Nativa dell’Arkansas, dove si è accostata alla musica fin da piccola, strimpellando la chitarra del papà, Ashley McBryde, dopo la laurea, si è trasferita a Nashville, città in cui ha cominciato a muovere i primi passi come songwriter. Due dischi e un Ep autoprodotti, la solita gavetta nei soliti locali del circuito country, e poi il fortuito incontro con Eric Church, che l’ha presa sotto la propria ala protettrice e l’ha fatta mettere sotto contratto dalla Warner Bros. Nashville.

Questo, in sintesi, il sunto di una fulminante carriera, culminata l’anno scorso con la pubblicazione del singolo A Little Dive Bar in Dahlonega, inserito dal New York Time fra le cinquantaquattro canzoni più belle del 2017. Un ottimo trampolino di lancio per la pubblicazione del disco d’esordio, uscito a fine marzo e prodotto da Jay Joyce, guru del rock americano, sodale di lunga data proprio di Eric Church e produttore, tra gli altri, di Patty Griffin, Cage The Elephant e John Hiatt.
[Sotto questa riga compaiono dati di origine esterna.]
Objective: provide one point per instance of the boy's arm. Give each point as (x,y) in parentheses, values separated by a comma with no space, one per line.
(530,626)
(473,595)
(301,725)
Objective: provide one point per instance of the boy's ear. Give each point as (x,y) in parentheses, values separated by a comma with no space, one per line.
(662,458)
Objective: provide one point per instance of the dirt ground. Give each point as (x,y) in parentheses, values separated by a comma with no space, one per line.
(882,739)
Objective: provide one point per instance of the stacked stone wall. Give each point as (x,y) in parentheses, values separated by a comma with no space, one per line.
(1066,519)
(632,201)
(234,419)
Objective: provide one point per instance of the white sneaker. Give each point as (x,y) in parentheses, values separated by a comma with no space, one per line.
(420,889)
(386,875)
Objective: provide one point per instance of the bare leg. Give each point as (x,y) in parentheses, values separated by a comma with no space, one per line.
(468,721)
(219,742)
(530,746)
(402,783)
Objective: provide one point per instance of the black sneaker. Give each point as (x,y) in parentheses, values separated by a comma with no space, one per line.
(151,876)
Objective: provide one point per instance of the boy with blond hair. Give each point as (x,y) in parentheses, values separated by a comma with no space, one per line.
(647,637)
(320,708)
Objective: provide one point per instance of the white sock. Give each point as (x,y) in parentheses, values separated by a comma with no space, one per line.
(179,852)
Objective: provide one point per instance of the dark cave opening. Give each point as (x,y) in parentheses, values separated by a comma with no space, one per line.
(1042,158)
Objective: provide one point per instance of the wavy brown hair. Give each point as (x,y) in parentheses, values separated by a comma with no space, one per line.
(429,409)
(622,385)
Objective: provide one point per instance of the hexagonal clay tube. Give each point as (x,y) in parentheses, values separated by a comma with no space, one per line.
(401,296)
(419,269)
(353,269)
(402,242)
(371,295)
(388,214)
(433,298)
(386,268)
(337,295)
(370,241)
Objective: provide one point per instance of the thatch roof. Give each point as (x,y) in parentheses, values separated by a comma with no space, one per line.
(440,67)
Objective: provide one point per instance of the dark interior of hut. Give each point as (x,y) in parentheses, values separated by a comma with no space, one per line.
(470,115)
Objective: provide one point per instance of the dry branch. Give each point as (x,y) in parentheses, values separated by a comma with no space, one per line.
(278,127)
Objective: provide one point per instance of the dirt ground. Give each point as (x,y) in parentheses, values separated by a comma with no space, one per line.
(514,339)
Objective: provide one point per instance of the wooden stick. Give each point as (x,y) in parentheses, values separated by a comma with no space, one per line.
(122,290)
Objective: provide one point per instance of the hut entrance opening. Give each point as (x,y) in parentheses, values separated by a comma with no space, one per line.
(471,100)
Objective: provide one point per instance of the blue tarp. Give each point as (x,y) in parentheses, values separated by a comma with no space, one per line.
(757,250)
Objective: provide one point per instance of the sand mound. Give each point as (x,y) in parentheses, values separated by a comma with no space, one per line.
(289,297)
Girl Going Nowhere, nonostante la provenienza nashvilliana e l’imprimatur di Church, è un disco molto meno country di quanto ci si potrebbe aspettare. Le undici canzoni in scaletta, infatti, alternano intense ballate a brani percorsi da ruspante elettricità, raccontano sentimenti di grana grossa ma incredibilmente sinceri, sono dirette, immediate e prive di fronzoli. Un suono tipicamente americano e verace, talvolta affetto da citazionismo, in altri casi nobilitato da una grande passione che rende emozionante anche il prevedibile.

La title track apre il disco all’insegna della nostalgia, chitarra acustica, la bella voce di Ashley e gli altri strumenti che entrano a metà brano, mentre fuori dal finestrino la highway si perde in un orizzonte al tramonto. Il tempo di cambiare chitarra e parte il rock pestato di Radioland, grintosa tirata dal sapore springsteeniano.

Procede così, Girl Going Nowhere, tra momenti morbidi e chitarre arroventate, e a tratti, non lo nascondo, è davvero un bel sentire. Southern Babylon è bluesata, sofferta e notturna, The Jacket rockeggia allegra e radiofonica, Livin’ Next To Leroy sfodera zampate sudiste e si chiude con il tiro incrociato di chitarre sferraglianti, mentre Home Sweet Highway chiude il lotto in bellezza con un mid tempo di sanguigno rock soul.

Svetta tra tutte Andy (I Can’t Live Without You), confessione d’amore che sbriciola il cuore con stordente sincerità. Una canzone tanto riuscita, che si perdona a Ashley qualche passaggio ingenuo, come la successiva El Dorado, che suona pericolosamente uguale a Dancing In The Dark del Boss.

Un filotto di canzoni non certo memorabili (ma quante ne ascoltiamo di veramente memorabili?), tra le quali, però, non c’è nulla che venga voglia di gettare nel cestino. Anzi, il disco si fa ascoltare più volte, e l’impressione finale è che la McBryde debba solo mettere maggiormente in luce quella personalità che in alcuni passaggi di Girl Going Nowhere emerge prepotentemente. Il talento c’è. Quindi, buona la prima e promossa a pieni voti.